Short Stories, Irish literature, Classics, Modern Fiction, Contemporary Literary Fiction, The Japanese Novel, Post Colonial Asian Fiction, The Legacy of the Austro-Hungarian Empire and quality Historical Novels are Among my Interests








Tuesday, August 7, 2012

My Antonio by WIlla Cather

My Antonio by Willa Cather (1918)




There are I think only two viable canidates for the title of best American female author born in the 19th century, Edith Wharton and Willa Cather.   Probably most people would place Wharton in first place and Will Cather second, but this is for sure up for debate.

Willa Cather (1873 to 1947-born Virginia, USA) is famous for novels about the lives of the first white settlers of Nebraska, mostly Scandinavians and people from eastern Europe.   Her most famous works are O Pioneers!, My Antonio and Death Comes to the Archbishop.  She was awarded the Pulitzer Prize in 1922 for One of Ours.   

I really liked My Antonio an awful lot.   It is set in the American prairie state of Nebraska.   It is my very first work by Willa Cather and I cannot for the life of me figure why I waited so long to read her.

(If you just want a plot summery for your home work you can check the Wikipedia article.)

I liked this novel for the way we see the central character Antonio develop from a pre-teenage girl into a mature woman with a husband and a family of ten children.   The story is told through the eyes of Jim Burden who came to the fictional Nebraska town of Black Hawk  on the same train that brought Antonia and her family.  The characterizations are perfect.   Cather does a wonderful job of letting us see the struggles of the early settlers of Nebraska, their trials and triumphs.   She also lets us see the social structure of the community.   We see what it was like to grown up in Nebraska in the pioneer days.   There are also many descriptions of the natural beauty of the area, lots of references to flowers.   The narrator, who seems in love with Antonia at times, goes on to college while she stays behind to work as a maid.  He studies the classics and goes on to law school and material success.   He never marries or has any children.   In the final part of the book, simply brilliant in its execution, we skip ahead twenty years and Jim takes the train back from the big city to visit Antonia.   The scene where he first meets her children really is great.    The description of the life of Antonia and her husband are also wonderful.

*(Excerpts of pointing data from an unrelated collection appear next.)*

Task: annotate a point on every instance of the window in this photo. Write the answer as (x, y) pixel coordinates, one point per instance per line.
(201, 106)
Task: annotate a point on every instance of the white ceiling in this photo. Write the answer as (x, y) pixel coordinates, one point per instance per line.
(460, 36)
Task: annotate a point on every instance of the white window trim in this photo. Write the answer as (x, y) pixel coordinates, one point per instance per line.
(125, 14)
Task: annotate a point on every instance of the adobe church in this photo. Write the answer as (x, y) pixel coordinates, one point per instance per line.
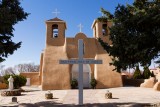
(53, 75)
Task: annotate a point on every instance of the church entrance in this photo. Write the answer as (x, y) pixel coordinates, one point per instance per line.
(86, 74)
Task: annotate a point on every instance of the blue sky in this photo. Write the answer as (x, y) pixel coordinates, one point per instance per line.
(32, 32)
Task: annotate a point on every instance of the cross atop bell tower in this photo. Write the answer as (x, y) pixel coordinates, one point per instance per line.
(101, 30)
(56, 12)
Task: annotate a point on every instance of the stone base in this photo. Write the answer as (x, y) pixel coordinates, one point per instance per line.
(15, 92)
(49, 96)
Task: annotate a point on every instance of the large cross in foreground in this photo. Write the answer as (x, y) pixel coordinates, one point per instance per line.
(56, 12)
(80, 61)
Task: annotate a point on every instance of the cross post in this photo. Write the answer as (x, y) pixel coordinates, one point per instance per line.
(56, 12)
(80, 62)
(80, 27)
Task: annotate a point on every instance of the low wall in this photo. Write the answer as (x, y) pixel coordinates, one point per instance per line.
(132, 82)
(34, 77)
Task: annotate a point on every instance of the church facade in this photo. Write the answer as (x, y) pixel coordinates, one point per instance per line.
(58, 76)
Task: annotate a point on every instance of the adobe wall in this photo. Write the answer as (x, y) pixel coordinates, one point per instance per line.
(3, 86)
(34, 77)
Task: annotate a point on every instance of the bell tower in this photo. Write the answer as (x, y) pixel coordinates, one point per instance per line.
(55, 34)
(101, 30)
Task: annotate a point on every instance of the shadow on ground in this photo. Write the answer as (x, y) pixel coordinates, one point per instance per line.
(54, 104)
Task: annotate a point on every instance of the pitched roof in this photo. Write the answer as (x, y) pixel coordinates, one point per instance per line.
(55, 19)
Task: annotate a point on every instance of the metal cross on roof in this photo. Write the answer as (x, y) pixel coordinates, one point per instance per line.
(80, 27)
(56, 12)
(80, 61)
(101, 13)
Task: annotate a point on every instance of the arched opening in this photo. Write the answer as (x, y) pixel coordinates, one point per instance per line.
(104, 29)
(86, 74)
(55, 30)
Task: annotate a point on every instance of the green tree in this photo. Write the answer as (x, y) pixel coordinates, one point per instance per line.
(137, 73)
(10, 14)
(146, 73)
(135, 35)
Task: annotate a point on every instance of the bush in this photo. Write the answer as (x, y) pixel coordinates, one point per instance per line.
(137, 73)
(146, 72)
(74, 83)
(19, 80)
(93, 83)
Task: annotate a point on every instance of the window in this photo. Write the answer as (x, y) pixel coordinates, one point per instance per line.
(55, 30)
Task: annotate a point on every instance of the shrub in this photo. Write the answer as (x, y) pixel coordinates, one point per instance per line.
(74, 83)
(137, 73)
(19, 80)
(93, 83)
(152, 74)
(146, 72)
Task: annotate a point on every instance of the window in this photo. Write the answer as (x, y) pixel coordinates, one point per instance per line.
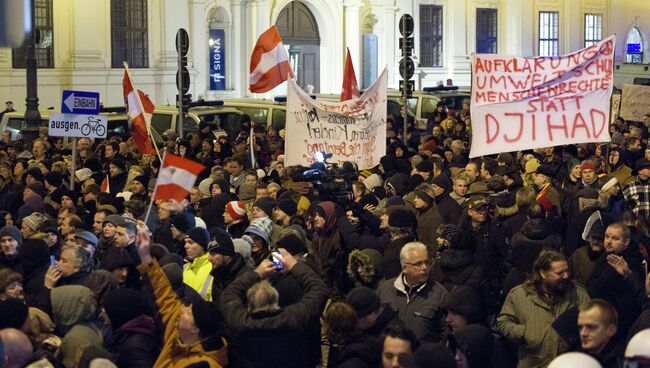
(548, 33)
(486, 31)
(44, 38)
(634, 47)
(129, 33)
(593, 29)
(430, 35)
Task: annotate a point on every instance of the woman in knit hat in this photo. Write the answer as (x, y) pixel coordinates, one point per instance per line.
(260, 231)
(235, 218)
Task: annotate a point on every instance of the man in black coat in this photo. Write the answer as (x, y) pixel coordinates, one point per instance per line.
(227, 265)
(262, 333)
(618, 275)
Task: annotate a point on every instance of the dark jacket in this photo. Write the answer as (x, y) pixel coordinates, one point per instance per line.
(223, 276)
(271, 339)
(135, 344)
(624, 293)
(421, 310)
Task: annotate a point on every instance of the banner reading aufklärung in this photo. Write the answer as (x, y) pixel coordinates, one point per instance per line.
(523, 103)
(354, 130)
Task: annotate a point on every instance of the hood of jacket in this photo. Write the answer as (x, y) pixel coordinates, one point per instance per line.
(72, 304)
(536, 229)
(477, 342)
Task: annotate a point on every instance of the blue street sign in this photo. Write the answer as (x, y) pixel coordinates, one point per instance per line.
(217, 44)
(79, 102)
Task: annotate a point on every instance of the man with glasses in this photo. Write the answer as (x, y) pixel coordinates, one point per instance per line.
(415, 295)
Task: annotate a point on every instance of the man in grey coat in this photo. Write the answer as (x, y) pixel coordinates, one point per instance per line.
(415, 295)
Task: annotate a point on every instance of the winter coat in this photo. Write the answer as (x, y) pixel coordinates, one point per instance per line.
(362, 352)
(429, 219)
(624, 293)
(223, 276)
(272, 339)
(582, 263)
(420, 311)
(210, 352)
(449, 209)
(73, 309)
(135, 344)
(392, 265)
(196, 274)
(525, 319)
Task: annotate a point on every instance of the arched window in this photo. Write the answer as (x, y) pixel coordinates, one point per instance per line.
(634, 47)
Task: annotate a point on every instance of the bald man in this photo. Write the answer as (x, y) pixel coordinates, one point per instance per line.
(17, 348)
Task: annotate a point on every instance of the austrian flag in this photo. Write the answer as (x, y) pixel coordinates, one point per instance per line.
(176, 177)
(269, 62)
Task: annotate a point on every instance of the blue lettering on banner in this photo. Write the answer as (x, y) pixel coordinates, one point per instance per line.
(217, 60)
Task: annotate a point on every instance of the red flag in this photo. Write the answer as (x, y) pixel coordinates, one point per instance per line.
(269, 62)
(140, 109)
(350, 88)
(176, 177)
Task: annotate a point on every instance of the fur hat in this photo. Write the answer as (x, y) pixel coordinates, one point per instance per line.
(236, 210)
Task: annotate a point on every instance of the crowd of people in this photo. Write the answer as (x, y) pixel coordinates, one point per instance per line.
(430, 259)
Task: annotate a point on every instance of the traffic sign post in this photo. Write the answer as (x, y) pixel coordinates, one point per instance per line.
(77, 125)
(79, 102)
(406, 65)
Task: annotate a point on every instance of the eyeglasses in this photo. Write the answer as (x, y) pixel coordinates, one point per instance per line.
(420, 264)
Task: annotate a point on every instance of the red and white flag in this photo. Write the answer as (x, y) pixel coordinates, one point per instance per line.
(269, 62)
(176, 177)
(140, 109)
(350, 88)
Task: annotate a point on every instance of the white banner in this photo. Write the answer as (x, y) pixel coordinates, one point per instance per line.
(354, 130)
(635, 102)
(523, 103)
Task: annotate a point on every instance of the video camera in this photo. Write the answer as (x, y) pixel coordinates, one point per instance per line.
(331, 182)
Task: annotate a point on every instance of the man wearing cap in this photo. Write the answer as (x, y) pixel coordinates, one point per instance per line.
(637, 192)
(197, 268)
(449, 208)
(10, 240)
(227, 265)
(235, 219)
(429, 217)
(373, 316)
(415, 295)
(544, 183)
(191, 332)
(491, 248)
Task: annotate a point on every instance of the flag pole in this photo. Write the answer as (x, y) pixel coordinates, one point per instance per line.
(155, 188)
(137, 96)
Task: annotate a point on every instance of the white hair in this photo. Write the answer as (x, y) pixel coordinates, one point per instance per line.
(408, 248)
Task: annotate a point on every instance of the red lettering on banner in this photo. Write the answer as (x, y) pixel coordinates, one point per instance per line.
(487, 127)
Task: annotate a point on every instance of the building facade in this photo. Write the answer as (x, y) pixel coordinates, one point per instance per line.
(82, 44)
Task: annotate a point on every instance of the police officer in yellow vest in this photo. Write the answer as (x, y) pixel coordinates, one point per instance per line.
(196, 271)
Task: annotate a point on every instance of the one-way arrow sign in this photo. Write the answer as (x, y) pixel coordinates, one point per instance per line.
(79, 102)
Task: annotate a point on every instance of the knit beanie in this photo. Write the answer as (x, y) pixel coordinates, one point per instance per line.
(402, 217)
(236, 210)
(199, 235)
(123, 305)
(13, 313)
(266, 204)
(363, 299)
(183, 221)
(262, 227)
(292, 244)
(34, 221)
(288, 206)
(206, 317)
(247, 191)
(13, 232)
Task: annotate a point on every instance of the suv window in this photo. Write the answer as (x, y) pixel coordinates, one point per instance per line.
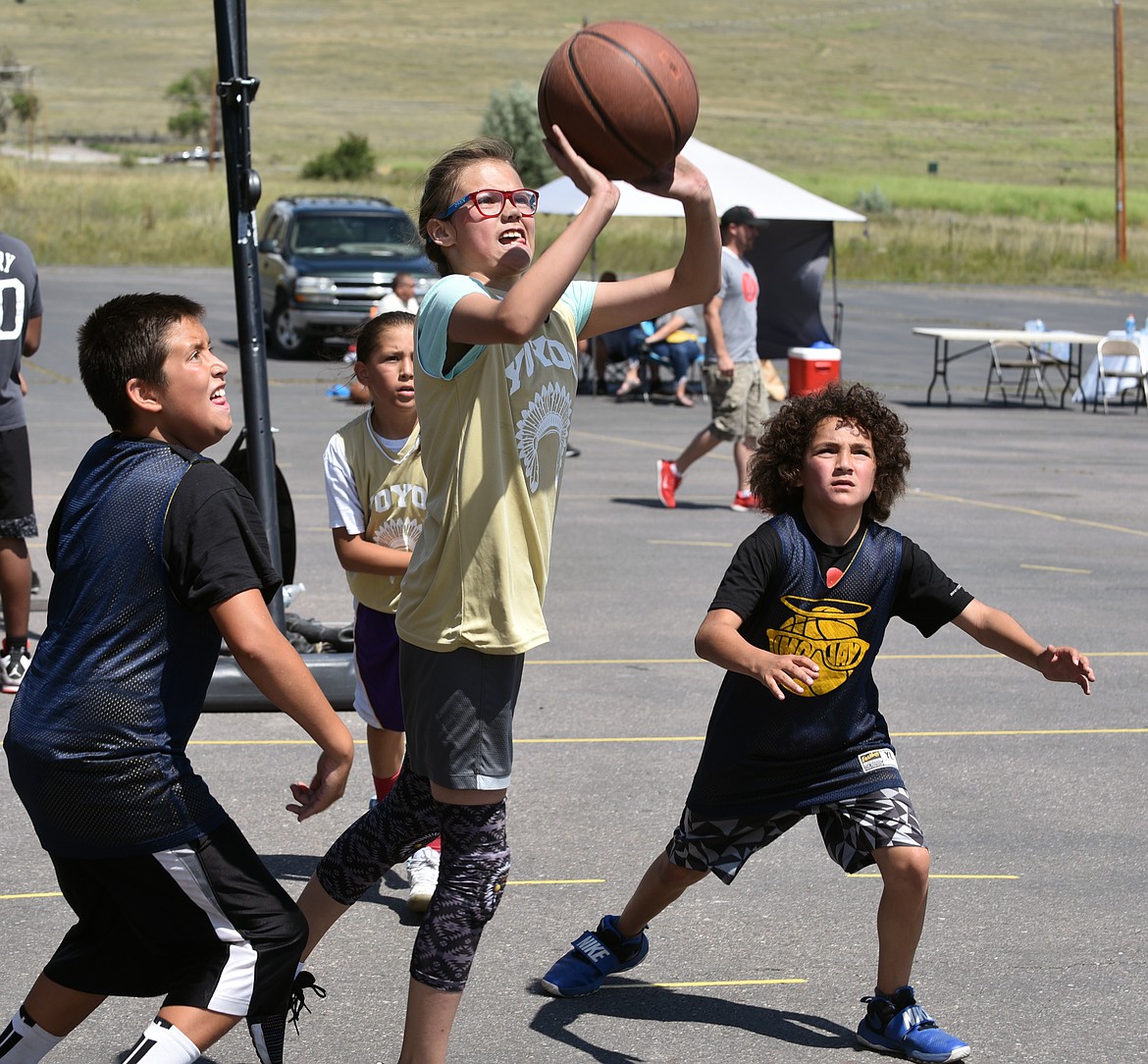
(355, 235)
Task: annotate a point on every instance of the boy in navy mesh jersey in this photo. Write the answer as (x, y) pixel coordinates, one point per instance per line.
(157, 552)
(796, 728)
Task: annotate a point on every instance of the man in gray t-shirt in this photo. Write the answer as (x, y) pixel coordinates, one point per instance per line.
(733, 370)
(20, 336)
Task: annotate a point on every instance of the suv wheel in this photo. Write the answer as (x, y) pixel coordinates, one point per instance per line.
(284, 338)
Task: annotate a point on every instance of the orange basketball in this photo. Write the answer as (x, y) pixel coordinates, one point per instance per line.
(625, 96)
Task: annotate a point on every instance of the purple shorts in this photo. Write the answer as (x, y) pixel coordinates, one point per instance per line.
(378, 700)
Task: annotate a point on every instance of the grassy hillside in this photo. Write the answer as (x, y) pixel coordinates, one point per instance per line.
(990, 91)
(1013, 102)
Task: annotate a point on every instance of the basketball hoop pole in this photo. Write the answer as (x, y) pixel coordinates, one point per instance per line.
(235, 91)
(1122, 227)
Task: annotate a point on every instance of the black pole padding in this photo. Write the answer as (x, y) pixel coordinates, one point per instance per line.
(236, 91)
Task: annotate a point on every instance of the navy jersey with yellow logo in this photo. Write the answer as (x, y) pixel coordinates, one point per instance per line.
(832, 605)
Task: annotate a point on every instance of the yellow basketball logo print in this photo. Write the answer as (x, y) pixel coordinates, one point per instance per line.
(825, 631)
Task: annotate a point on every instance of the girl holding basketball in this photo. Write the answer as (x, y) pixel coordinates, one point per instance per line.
(496, 376)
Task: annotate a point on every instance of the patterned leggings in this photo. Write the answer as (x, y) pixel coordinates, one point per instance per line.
(472, 873)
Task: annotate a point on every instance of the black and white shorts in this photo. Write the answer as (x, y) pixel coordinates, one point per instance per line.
(459, 714)
(18, 516)
(851, 828)
(204, 924)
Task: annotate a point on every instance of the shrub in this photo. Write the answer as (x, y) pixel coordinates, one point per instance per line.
(352, 160)
(513, 115)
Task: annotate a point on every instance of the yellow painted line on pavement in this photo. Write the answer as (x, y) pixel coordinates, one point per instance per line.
(662, 985)
(1031, 512)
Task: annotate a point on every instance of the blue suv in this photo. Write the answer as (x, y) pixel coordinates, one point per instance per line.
(325, 260)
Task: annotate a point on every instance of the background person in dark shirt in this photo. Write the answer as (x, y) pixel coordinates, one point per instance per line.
(157, 552)
(21, 314)
(796, 728)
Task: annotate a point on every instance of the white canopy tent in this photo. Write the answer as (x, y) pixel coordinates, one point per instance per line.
(791, 254)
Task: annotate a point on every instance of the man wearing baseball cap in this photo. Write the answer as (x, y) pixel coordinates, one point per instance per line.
(731, 369)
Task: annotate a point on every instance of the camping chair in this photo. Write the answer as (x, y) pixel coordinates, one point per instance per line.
(1122, 363)
(1010, 356)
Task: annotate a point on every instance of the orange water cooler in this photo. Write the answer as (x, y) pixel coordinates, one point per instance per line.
(812, 368)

There was something in the book I was puzzled or troubled by and I hope others who have read the book will give their opinion on it.   In one section, set in the hotel, a blind musician, a descendant of slaves is portrayed in what seems almost a racist fashion.   I wondered if I was taking this wrong but that is how it came across to me.

I highly recommend this book both for the sheer pleasure of reading it and for its value as a historic document.  It is in the public domain and you can easily download it for free.

I plan to next read her O Pioneers! and some of her short stories.

Cather is considered to be a GLBT writer.

Please share your experience with Willa Cather with us.

Mel u


1 comment:

Suko said...

I read this many years ago, and would have to reread it to comment about it. (I wonder if I still have a copy?) But, I'm glad that you've discovered Willa Cather. A friend of mine named her cat Willa after the author.